According to 60 Okl.St.Ann.§ 7(2013),
A thing is deemed to be affixed to land when it is attached to it by roots, as in the case of trees, vines or shrubs, or embedded in it, as in the case of walls, or permanently resting upon it, as in the case of buildings, or permanently attached to what is thus permanent, as by means of cement, plaster, nails, bolts or screws.
In essence, a fixture is an item that is attached to the land in a manner that it accedes to the land, thus becoming a part of the land and the owner’s property.
According to the statutes, affixation to the land is a form of a permanent fixture. However, there are components that determine permanency. Tolle v. Vandenburg (1915) elaborates that objects that are only bound by weight to the property are prima facie considered personalty and not realty. It is the responsibility of the contender to prove that the degree of fixation was permanent and that a certain part of the property was not owned by the tenant.
Ms. T’s session and the installation invoice facilitate the first test of property fixtures. The statutes indicate the need for a permanent form of attachment of the object. In this regard, it appears that Ms. T. had the tub installed on its own feet and without any permanent forms of attachment to the flooring. The plaster, screws, and bolts were only applied to the piping to ensure it remained functional after its redirection to the tub. According to Mortgage Bond Co. et al. v. Stephens (1937), actual annexation must be of a permanent character. While one may contend that the piping is part of the building and its connection to the tub makes it a fixture, the tub fails the test of actual annexation.
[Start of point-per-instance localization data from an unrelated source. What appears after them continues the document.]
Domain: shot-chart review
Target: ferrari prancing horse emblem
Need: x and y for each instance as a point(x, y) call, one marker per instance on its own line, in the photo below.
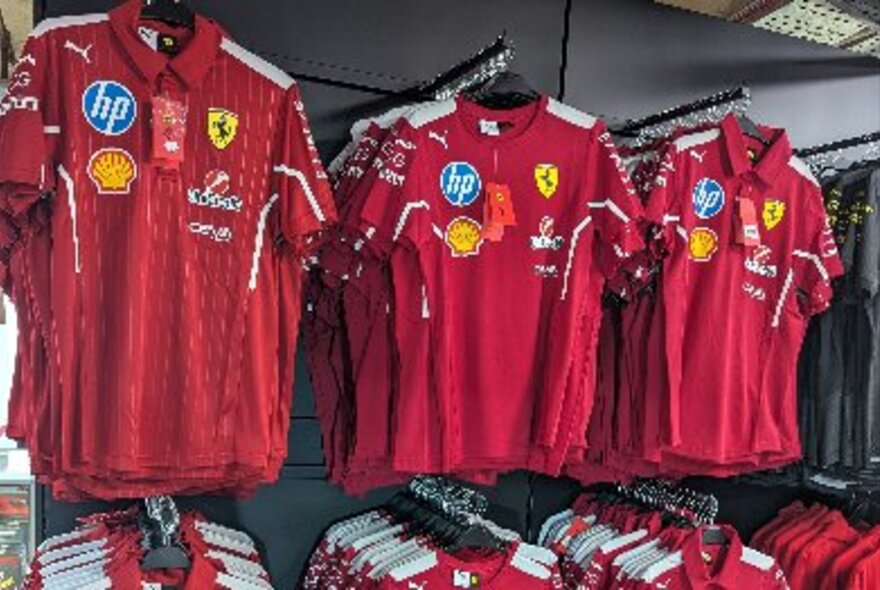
point(547, 178)
point(222, 127)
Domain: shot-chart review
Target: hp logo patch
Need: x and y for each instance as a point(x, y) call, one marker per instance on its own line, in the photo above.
point(460, 183)
point(109, 107)
point(708, 198)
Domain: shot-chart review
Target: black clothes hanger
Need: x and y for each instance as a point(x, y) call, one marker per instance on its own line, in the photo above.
point(160, 524)
point(839, 146)
point(505, 90)
point(172, 12)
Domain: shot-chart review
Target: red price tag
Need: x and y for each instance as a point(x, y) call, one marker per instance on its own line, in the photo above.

60 Okl.St.Ann. § 7 elaborates the role of the intention of the owner during installation in determining whether an object is a fixture or chattel. However, the statute elaborates that the intent is not merely the owner’s intentions but also the outcomes inferred from the nature of installation (Mortgage Bond Co. et al. v. Stephen). Thus, reviewing the nature of installation makes it clear that the owner had little intention to make the fixture permanent. They could have had the tub installed into the tiled floor, but they chose to have it stand on legs instead. Like in United Benefit Life Insurance Co. v. Norman Lumber Company (1971), the tenant only connected the item to the building in ways that were necessary. The tub was connected to the building through the piping; evidently, there were no alternative means of connecting the tub to the water supply. The invoice expressly indicates that the tub was not attached to the wall or floor, and it was left standing free in the middle of the floor. Thus, according to the Oklahoma statute, the intention of the owner could not have been to make the tub a permanent fixture in the building.
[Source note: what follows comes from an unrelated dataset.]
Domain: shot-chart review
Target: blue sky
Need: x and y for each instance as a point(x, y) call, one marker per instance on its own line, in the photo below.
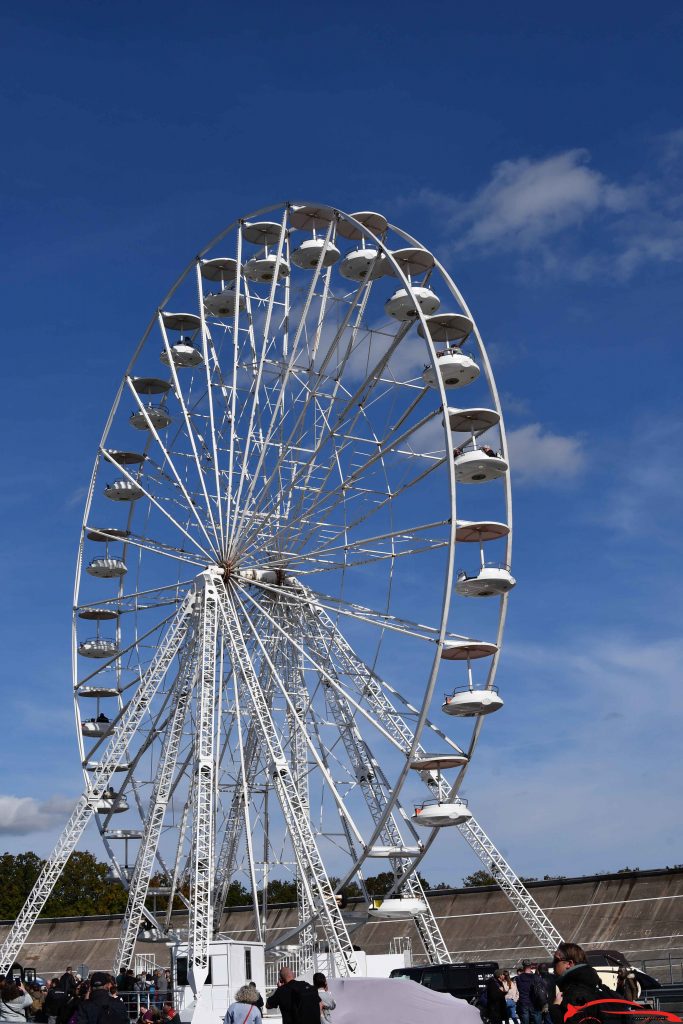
point(541, 156)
In addition, Mortgage Bond Co. et al. v. Stephens (1937) states the purpose for which a fixture is installed and the role it plays in determining its permanency. Any indispensable installation becomes reality when installing in a building. However, in Ms. T’s case, the tub is not an indispensable asset, especially because it is located in the middle of the seating area. There is another bathroom in the same house, implying that the tub was installed for the purposes of Ms. T’s luxury only. Ms. T. also explains that she only installed the bathtub because she was excited at the prospect of relaxing in it within her sitting area. Thus, as the installation of the bathtub was not indispensable for Ms. T’s activities, she did not intend to make it a permanent part of the building.
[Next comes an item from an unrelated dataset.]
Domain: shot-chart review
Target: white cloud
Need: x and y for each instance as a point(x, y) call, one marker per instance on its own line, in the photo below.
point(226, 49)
Ms. T’s bathtub was not a permanent fixture in the apartment, and it cannot be considered a reality by the landlord. The analysis of the installation invoice and her interview reveals that the tub was not fixed to the floor or walls by any permanent means. The only connection to the building it had was through the pipes, which were a necessity in order for the tub to function. According to the interview, Ms. T. did not install the tub because it was an absolute necessity in the house. She was only seeking additional luxury, and the bathtub did not become an indispensable asset in the seating area. Therefore, while she may not have communicated her intention to the owner, Ms. T. could not possibly have intended her installation to become an integral part of the building.